Summary
In Abraham v. Kosinski, 251 A.D.2d 967, 674 N.Y.S.2d 557) (hereinafter Abraham I), the plaintiff commenced an action against the defendant physician seeking damages for medical malpractice, fraud, gross negligence or recklessness, and an award of punitive damages.
Summary of this case from Gomez v. CabaticOpinion
June 10, 1998
Appeal from Order of Supreme Court, Herkimer County, Parker, J. — Dismiss Pleading.
Present — Green, J.P., Pine, Hayes, Callahan and Fallon, JJ.

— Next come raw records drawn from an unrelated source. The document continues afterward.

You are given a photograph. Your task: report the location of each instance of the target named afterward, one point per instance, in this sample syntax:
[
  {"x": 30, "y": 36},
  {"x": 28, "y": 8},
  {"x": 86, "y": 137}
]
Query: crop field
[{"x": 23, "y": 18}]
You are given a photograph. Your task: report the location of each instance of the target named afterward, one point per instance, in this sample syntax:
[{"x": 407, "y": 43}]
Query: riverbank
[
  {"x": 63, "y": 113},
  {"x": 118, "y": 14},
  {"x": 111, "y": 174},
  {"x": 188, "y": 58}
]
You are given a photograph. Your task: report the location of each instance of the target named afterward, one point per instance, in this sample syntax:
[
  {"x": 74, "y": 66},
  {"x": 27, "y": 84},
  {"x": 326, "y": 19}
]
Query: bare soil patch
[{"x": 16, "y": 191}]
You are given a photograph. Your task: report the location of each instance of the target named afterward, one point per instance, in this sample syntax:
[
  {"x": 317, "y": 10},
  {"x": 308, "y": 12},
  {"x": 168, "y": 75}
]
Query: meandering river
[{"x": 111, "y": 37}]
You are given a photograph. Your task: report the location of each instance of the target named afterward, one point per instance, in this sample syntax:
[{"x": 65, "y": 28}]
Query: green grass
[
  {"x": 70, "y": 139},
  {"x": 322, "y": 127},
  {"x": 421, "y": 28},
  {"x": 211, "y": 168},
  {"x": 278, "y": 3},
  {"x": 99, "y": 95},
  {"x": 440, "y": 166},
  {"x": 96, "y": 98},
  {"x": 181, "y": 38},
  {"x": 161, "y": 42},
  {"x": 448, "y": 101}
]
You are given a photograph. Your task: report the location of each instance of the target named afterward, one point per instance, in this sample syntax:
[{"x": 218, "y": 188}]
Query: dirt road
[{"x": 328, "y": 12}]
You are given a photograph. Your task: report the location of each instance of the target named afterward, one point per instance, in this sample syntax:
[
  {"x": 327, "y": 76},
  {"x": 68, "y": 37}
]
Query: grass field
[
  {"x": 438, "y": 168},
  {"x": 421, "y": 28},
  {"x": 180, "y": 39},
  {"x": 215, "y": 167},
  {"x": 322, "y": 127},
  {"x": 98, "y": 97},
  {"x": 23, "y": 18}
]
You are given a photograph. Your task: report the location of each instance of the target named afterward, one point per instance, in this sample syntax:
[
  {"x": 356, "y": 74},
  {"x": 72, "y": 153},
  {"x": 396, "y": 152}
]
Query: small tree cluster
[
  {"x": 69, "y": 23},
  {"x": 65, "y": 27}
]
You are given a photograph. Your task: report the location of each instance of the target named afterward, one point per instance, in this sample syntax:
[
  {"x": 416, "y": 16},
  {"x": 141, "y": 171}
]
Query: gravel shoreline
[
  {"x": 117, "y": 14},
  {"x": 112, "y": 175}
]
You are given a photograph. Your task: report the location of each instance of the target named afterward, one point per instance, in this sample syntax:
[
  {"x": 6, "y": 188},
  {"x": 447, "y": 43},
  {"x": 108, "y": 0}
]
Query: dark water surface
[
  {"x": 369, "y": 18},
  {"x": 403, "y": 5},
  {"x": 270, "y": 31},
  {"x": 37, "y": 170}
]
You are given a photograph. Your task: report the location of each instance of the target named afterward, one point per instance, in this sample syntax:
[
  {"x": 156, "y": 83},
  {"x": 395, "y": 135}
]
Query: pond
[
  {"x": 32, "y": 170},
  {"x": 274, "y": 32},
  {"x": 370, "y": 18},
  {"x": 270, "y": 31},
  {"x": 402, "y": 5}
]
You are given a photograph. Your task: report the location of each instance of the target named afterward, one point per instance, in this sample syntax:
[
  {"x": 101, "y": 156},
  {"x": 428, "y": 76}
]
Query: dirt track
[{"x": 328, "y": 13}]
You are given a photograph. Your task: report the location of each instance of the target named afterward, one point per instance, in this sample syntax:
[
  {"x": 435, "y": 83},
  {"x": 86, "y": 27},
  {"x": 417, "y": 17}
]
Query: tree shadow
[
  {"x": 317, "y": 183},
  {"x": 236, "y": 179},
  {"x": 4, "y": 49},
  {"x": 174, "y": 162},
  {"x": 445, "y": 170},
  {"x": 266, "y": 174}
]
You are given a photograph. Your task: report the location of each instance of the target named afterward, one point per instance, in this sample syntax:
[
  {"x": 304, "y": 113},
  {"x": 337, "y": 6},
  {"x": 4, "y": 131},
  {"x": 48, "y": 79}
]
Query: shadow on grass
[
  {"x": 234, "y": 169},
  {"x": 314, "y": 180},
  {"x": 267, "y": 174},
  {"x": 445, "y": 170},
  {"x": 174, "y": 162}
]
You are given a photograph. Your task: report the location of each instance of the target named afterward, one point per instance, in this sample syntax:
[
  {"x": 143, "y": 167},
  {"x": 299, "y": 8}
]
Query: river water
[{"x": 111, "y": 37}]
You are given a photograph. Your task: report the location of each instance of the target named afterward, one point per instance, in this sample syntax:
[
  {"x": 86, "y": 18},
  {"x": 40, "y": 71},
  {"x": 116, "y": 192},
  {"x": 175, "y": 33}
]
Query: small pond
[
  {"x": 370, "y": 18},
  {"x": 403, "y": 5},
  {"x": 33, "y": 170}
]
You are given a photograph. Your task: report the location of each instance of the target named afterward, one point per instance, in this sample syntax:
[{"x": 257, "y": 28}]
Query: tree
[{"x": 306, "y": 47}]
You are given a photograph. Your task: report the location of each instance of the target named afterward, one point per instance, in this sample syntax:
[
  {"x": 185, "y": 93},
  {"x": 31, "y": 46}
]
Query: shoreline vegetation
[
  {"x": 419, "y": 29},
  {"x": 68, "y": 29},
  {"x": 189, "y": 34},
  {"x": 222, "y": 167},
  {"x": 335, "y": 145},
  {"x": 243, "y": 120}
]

Order unanimously affirmed without costs. Memorandum: Supreme Court properly denied the motion to dismiss the second and third causes of action for failure to state a cause of action and to strike the claim for punitive damages. Those causes of action allege fraud and gross negligence or recklessness, respectively. Dismissal of a fraud cause of action is required "[w]here [it] gives rise to damages which are not separate and distinct from those flowing from an alleged medical malpractice cause of action" ( Karlin v. IVF Am., 239 A.D.2d 560, 561). Here, however, the damages flowing from the alleged fraud include plaintiff's continuation of courses of treatment that were ineffective or may not have been pursued but for the alleged fraud and plaintiff's deprivation of courses of treatment that would have been pursued but for the fraudulently withheld information.
Because the third cause of action alleges administrative acts of gross negligence or recklessness "`easily discernible by a jury on common knowledge'", the court properly refused to dismiss that cause of action ( Twitchell v. MacKay, 78 A.D.2d 125, 127; see also, Lewis v. Columbus Hosp., 1 A.D.2d 444, 446).
Plaintiff's allegations that defendant Norbert Kosinski, D.P.M., intentionally, willfully and wantonly withheld medical records and information from plaintiff in order to avoid the malpractice claim are sufficient to support the claim for punitive damages ( see, McWilliams v. Catholic Diocese, 145 A.D.2d 904, 905).